Lorenzo Degeri

Personal information
- Full name: Lorenzo Maria Degeri
- Date of birth: 13 October 1992 (age 33)
- Place of birth: Crema, Italy
- Height: 1.92 m (6 ft 3+1⁄2 in)
- Position: Midfielder

Youth career
- 2004–2008: Internazionale
- 2008–2010: Cremonese

Senior career*
- Years: Team / Apps / (Gls)
- 2010–2015: Cremonese / 26 / (1)
- 2013–2014: → Pavia (loan) / 9 / (1)
- 2014: → Rimini (loan) / 7 / (0)
- 2014–2015: → Lucchese (loan) / 26 / (1)
- 2015–2016: Pro Patria / 15 / (0)
- 2017–2018: Giana Erminio / 22 / (0)

International career
- 2011–2012: Italy U20 Lega Pro
- 2013: Italy Universiade / 4 / (1)

= Lorenzo Degeri =

Italian footballer

Lorenzo Maria Degeri (born 13 October 1992) is an Italian footballer.

==Biography==
Born in Crema, the Province of Cremona, Lombardy, Degeri started his career at Internazionale. He played for Giovanissimi Regionali B U13 team to Allievi B U16 team in 2007–08 season.

===Cremonese===
In mid-2008 Degeri returned to Cremona for Cremonese Allievi U17 team in temporary deal.
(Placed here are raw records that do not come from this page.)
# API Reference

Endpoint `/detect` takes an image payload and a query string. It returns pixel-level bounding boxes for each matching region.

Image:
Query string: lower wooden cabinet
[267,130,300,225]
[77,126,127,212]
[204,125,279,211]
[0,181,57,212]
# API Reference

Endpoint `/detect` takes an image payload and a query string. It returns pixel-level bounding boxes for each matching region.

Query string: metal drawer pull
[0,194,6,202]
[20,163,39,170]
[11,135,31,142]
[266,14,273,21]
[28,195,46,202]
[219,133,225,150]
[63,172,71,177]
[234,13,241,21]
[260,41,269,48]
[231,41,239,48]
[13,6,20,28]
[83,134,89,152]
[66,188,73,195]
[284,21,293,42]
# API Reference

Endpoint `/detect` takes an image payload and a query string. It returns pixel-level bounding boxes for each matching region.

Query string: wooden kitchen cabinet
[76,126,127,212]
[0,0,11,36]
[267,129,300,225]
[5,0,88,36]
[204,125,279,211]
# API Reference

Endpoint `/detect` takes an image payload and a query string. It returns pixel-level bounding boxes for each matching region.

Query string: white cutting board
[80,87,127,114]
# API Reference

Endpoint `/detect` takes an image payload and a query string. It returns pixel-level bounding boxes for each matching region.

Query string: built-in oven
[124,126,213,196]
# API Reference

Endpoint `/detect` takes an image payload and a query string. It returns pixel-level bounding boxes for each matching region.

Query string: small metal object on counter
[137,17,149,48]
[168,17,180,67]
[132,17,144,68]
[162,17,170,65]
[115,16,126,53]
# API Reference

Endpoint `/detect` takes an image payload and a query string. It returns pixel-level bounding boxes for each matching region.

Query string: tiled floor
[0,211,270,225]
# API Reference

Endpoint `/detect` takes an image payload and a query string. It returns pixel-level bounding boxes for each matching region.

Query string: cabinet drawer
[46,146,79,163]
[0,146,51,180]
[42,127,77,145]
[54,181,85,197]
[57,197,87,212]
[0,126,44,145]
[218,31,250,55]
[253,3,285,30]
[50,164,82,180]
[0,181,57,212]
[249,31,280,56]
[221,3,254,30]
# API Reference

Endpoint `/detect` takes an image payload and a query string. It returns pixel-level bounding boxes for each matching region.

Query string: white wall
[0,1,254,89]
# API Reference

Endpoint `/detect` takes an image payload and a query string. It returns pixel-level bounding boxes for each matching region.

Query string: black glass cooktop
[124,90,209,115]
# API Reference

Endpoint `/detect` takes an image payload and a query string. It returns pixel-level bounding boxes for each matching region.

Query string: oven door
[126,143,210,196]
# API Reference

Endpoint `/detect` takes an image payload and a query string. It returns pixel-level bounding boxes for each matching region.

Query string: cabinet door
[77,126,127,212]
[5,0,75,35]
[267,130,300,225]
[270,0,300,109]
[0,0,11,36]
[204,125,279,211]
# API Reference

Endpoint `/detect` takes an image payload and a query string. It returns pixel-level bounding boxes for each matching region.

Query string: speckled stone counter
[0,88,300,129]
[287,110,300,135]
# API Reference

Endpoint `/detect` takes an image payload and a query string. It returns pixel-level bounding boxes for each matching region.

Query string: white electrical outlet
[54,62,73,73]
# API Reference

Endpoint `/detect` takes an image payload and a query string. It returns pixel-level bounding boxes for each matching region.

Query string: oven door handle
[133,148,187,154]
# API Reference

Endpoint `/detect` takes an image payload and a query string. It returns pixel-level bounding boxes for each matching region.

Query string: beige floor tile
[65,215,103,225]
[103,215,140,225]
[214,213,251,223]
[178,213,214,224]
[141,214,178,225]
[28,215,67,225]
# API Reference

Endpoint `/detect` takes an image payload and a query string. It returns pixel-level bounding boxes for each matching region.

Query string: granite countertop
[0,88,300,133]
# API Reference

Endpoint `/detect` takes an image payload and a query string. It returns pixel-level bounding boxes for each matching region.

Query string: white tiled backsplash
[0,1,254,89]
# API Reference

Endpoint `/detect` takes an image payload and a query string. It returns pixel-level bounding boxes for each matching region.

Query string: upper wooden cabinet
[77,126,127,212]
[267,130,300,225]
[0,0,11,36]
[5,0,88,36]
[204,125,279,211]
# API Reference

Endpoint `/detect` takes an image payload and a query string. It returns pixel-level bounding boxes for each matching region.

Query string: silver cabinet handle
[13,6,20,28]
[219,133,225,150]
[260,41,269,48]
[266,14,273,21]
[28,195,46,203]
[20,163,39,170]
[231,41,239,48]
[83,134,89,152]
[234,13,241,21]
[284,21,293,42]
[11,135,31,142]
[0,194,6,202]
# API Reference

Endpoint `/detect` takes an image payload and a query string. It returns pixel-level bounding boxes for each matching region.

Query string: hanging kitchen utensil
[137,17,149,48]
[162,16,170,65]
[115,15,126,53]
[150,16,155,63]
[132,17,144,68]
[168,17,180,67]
The team was eliminated by Inter in the round of 16, which Inter was the losing finalists that season. Degeri's deal was renewed in 2009. He scored 17 goals in Campionato Berretti for Cremonese reserve. Degeri was promoted to the first team in 2010 after the club signed him in co-ownership deal for €500. Degeri was also eligible to the reserve of Cremonese until 2011. He collected 16 presences during the season 2012-2013 playing with Cremonese. He loaned to Pavia from September to January collecting 9 presences and a goal. In January 2014, he was loaned to Rimini.

In 2014, he was signed by Lucchese.

===Pro Patria===
On 14 September 2015 he was signed by Pro Patria.

===International career===
Degeri was selected to Italy Lega Pro representative teams for a Dubai youth tournament. The team won all 3 matches of the group stage. The team then eliminated RC Lens and beat Al-Shabab in the final. In June 2012 he received a call-up to Italy national under-20 football team against the representative team of Serie D. With Lega Pro representatives, he also played against Italy national under-19 football team. He also participated in 2013 Summer Universiade.